Doing construction work like a gardener
I really had never planned to put a flagstone path to the back area of the garden, but it just seemed to make sense. I had the extra flagstone lying around from a previous job, and this year I decided to see if I could really clean up this area, including putting flagstones around the base of the tree, where the root sticks out. And I approached this construction job very differently than if I were doing it in an afternoon, for someone else. I'm doing it like a gardener, and it's a labor of love that's taking, like most of what I do in the garden, just about forever. I would like to have it finished before the weather turns really hot, but if I don't, there's always next season.
This kind of attitude really appeals to me. I do my best, but when things don't turn out the way they should in a season, you just fall back, regroup, and give it another shot next year. But this isn't the same as always saying "later", which means that you'll never do it, this is just the slow pace of a gardener.
Doing something like this means doing a bit of a jigsaw puzzle, with no real plan, and without having pieces that have been clearly designed to fit together. You just take your time, playing in the dirt and mud a bit, trying out different pieces of flagstone, until you have something that kinda fits together. And then you go back and replace pieces. And then the next day you ponder it, and the next day you move more pieces around. Then you test that the flagstone doesn't wobble when you walk on it, and you take some pieces out, and rearrange them. If someone were watching, it would drive them crazy, wondering what's taking so long. When you're doing it, it's soothing, like tending to a garden.

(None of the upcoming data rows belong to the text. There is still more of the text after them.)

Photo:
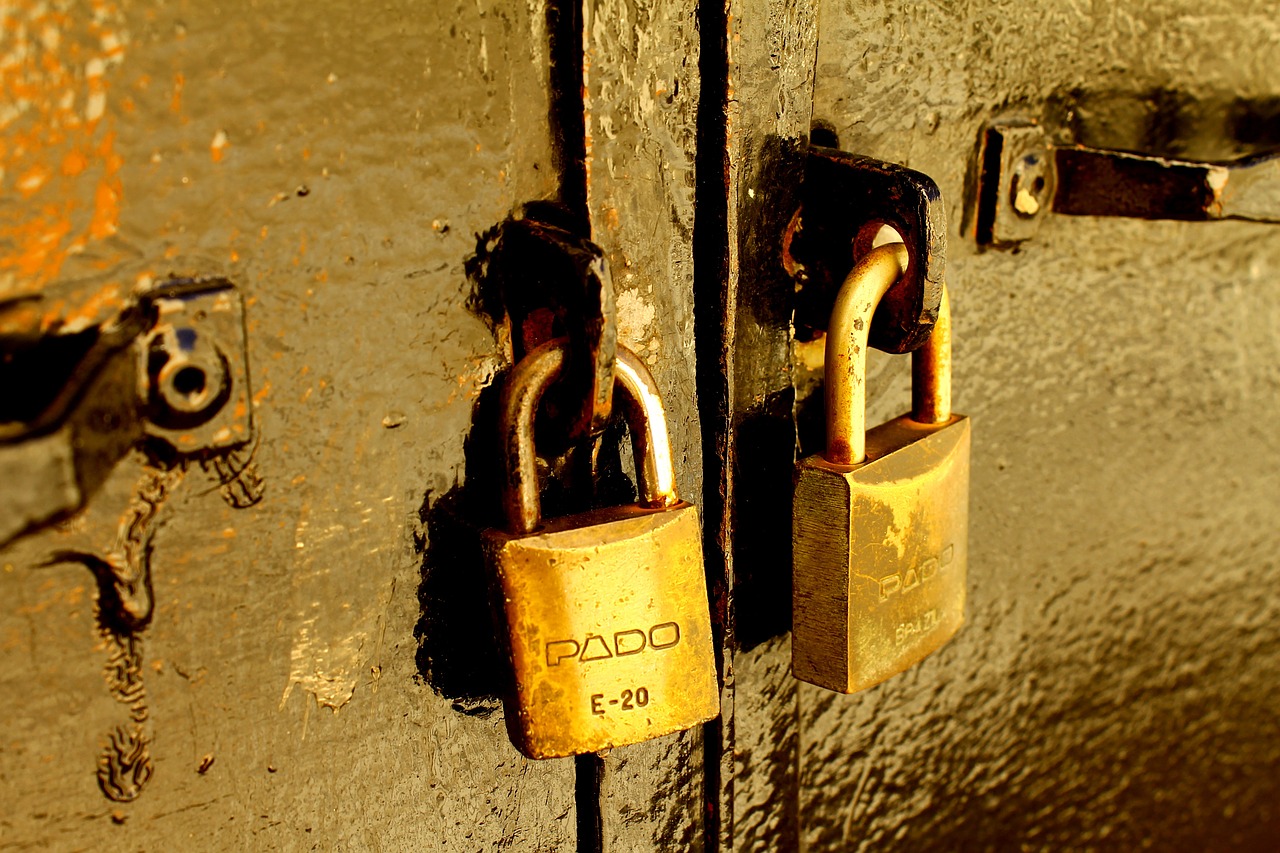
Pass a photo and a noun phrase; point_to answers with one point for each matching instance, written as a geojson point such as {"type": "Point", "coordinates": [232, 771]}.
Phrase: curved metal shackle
{"type": "Point", "coordinates": [846, 356]}
{"type": "Point", "coordinates": [656, 473]}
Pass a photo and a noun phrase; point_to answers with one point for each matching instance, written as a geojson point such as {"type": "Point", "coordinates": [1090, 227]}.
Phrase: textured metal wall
{"type": "Point", "coordinates": [320, 670]}
{"type": "Point", "coordinates": [1116, 684]}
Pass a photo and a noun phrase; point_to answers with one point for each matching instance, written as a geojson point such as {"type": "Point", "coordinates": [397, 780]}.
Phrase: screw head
{"type": "Point", "coordinates": [1031, 185]}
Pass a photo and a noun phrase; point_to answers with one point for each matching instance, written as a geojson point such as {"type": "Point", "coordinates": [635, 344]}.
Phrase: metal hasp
{"type": "Point", "coordinates": [168, 373]}
{"type": "Point", "coordinates": [845, 201]}
{"type": "Point", "coordinates": [552, 283]}
{"type": "Point", "coordinates": [1025, 176]}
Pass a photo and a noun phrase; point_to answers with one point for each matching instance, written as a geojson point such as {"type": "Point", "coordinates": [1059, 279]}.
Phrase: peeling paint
{"type": "Point", "coordinates": [59, 149]}
{"type": "Point", "coordinates": [635, 316]}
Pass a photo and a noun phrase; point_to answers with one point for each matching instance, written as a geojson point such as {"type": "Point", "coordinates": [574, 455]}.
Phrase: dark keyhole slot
{"type": "Point", "coordinates": [190, 382]}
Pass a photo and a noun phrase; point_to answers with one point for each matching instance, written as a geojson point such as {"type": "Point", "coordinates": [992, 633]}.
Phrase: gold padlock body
{"type": "Point", "coordinates": [877, 594]}
{"type": "Point", "coordinates": [608, 625]}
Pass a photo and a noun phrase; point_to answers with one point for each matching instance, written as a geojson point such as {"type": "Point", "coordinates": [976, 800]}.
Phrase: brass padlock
{"type": "Point", "coordinates": [880, 520]}
{"type": "Point", "coordinates": [606, 612]}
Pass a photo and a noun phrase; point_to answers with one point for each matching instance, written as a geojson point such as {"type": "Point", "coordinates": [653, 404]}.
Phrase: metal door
{"type": "Point", "coordinates": [319, 671]}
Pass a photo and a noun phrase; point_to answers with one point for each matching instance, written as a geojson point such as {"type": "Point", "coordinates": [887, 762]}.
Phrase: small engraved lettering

As of today I've gotten as far as getting the flagstones where I want them, and putting in the grout for the first area, which I call the "apron". It's done with flexible adhesive, using a caulking gun, and then dirtied up with dry grout. Then I pour more dry grout around the edges to finish that area off. Then I go back and look at it, and do some more refining. Then I look at it later, and then the next day.
As you can tell, I'm in no hurry. And since this is going around the base of a tree, which continues to grow, that root there will start to push up some of the path, which I will need to redo in the future. But that's fine, I'll fix that when the time comes. Gardens change, and grow, and I'm fine with that.